Rose is a Colorado based sign language interpreting agency, founded in 2009 by Rachel Rose.
We specialize in the communication needs of the deaf and hard of hearing community, and we’re proud to be 100% veteran and woman owned.
Our Interpreters and Providers
Our pool of available interpreters and providers is ever-growing, thanks to word of mouth. Because of this, we can easily schedule the right person according to language preferences, certifications, time, location, etc. With more interpreters, we’re more able than ever to to fill your interpreter requests!
Why Rose? In antiquity, the rose symbolized confidentiality and privacy. It acted as a “do-not-disturb” sign when placed on tables in meeting houses, hence the Latin term Sub-Rosa.

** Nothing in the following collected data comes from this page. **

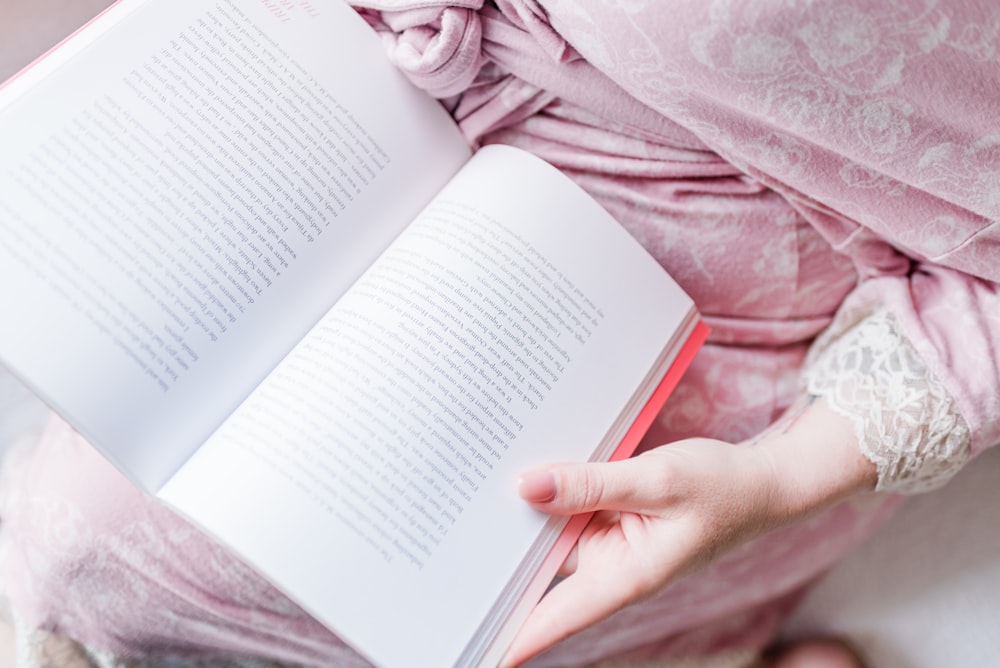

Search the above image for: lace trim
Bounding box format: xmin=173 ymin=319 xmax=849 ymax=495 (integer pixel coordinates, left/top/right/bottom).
xmin=803 ymin=308 xmax=971 ymax=494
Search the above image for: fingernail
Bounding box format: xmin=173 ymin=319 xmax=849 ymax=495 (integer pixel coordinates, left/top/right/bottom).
xmin=518 ymin=470 xmax=556 ymax=503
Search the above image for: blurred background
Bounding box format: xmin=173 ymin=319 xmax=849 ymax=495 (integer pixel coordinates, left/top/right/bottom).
xmin=0 ymin=0 xmax=115 ymax=82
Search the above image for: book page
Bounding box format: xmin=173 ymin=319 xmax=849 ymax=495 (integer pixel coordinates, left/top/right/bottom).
xmin=0 ymin=0 xmax=470 ymax=490
xmin=159 ymin=145 xmax=696 ymax=668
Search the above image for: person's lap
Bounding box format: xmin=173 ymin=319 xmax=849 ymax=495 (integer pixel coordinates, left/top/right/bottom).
xmin=0 ymin=417 xmax=364 ymax=665
xmin=0 ymin=416 xmax=900 ymax=667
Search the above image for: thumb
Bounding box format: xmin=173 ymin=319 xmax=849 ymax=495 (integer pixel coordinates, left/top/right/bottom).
xmin=517 ymin=459 xmax=653 ymax=515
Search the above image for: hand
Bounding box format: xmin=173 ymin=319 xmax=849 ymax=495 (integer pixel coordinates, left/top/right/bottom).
xmin=502 ymin=396 xmax=877 ymax=667
xmin=502 ymin=438 xmax=776 ymax=666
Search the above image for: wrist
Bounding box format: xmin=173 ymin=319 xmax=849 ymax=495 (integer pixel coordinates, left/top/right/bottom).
xmin=750 ymin=395 xmax=878 ymax=523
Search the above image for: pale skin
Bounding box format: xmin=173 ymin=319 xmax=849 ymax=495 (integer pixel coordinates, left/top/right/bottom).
xmin=502 ymin=395 xmax=878 ymax=667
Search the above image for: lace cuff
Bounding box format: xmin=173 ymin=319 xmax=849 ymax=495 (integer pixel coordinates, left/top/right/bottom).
xmin=803 ymin=308 xmax=971 ymax=494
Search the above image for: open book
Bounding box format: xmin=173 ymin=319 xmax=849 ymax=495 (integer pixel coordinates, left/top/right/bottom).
xmin=0 ymin=1 xmax=707 ymax=666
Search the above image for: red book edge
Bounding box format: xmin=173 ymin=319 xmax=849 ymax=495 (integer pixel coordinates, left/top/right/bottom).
xmin=540 ymin=319 xmax=710 ymax=575
xmin=485 ymin=319 xmax=710 ymax=665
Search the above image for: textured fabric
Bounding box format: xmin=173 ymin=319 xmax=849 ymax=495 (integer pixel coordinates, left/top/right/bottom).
xmin=804 ymin=308 xmax=971 ymax=494
xmin=2 ymin=1 xmax=998 ymax=667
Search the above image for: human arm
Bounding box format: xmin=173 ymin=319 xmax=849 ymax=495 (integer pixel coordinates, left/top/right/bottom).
xmin=535 ymin=0 xmax=1000 ymax=456
xmin=502 ymin=394 xmax=877 ymax=667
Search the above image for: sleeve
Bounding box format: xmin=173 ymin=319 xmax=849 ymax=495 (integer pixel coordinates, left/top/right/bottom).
xmin=349 ymin=1 xmax=488 ymax=98
xmin=536 ymin=1 xmax=1000 ymax=484
xmin=801 ymin=305 xmax=971 ymax=494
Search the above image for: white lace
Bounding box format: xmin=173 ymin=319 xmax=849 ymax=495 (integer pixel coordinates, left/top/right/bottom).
xmin=803 ymin=308 xmax=971 ymax=494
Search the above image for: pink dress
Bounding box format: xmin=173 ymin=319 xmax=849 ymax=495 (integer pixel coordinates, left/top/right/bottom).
xmin=2 ymin=1 xmax=998 ymax=666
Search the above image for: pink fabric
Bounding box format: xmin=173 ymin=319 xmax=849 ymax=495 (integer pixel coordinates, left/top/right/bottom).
xmin=3 ymin=1 xmax=998 ymax=666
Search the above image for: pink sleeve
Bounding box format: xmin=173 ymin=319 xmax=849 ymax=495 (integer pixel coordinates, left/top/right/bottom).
xmin=350 ymin=1 xmax=489 ymax=97
xmin=865 ymin=267 xmax=999 ymax=458
xmin=542 ymin=1 xmax=1000 ymax=457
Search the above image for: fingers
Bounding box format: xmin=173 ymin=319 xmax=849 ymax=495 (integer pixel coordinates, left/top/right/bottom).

Confidentiality is the #1 priority for most people who use interpreting services, and we uphold the strictest privacy standards possible and in keeping with The Registry of Interpreters for the Deaf’s Code of Professional Conduct.
Today, the rose is a well-known symbol of passion. In this field, passion is what brings most of us to work every day. Our passions for serving our community, for language and for people drive our careers.
About Rachel Rose
Rachel (“Rae”) is the proud owner of Rose Interpreting. A family friend introduced her to deafness and sign language as a child. She was amazed when she saw that interpreting could make a difference even for children.
She always knew she’d become an interpreter, but she also strongly believed that she should serve her country. At 18, she enlisted in the US Navy. Stationed on the USS Abraham Lincoln (CVN-72), she attained the rank of Boatswain’s Mate 2nd Class (E5) and served during the 9-11 attacks.
After the Navy, she came home to study interpreting. In 2006 she graduated from Pikes Peak Community College in Colorado Springs, Colorado. Currently, she holds BEI: Advanced certification and the Colorado authorization for K-12 educational interpreting.
*At this time, Colorado only recognizes RID certified interpreters under Colorado’s title protection act. Our owner believes strongly in the need for high standards in interpreting and has been disappointed in RID’s failures to provide a reliable, consistently available testing instrument for hearing and d/Deaf interpreters. In 2016 the National Association of the Deaf (which had until then partnered with RID in certification) mandated that RID recognize BEI certification. RID has not done so yet. The National Association of the Deaf shortly thereafter ended their collaboration.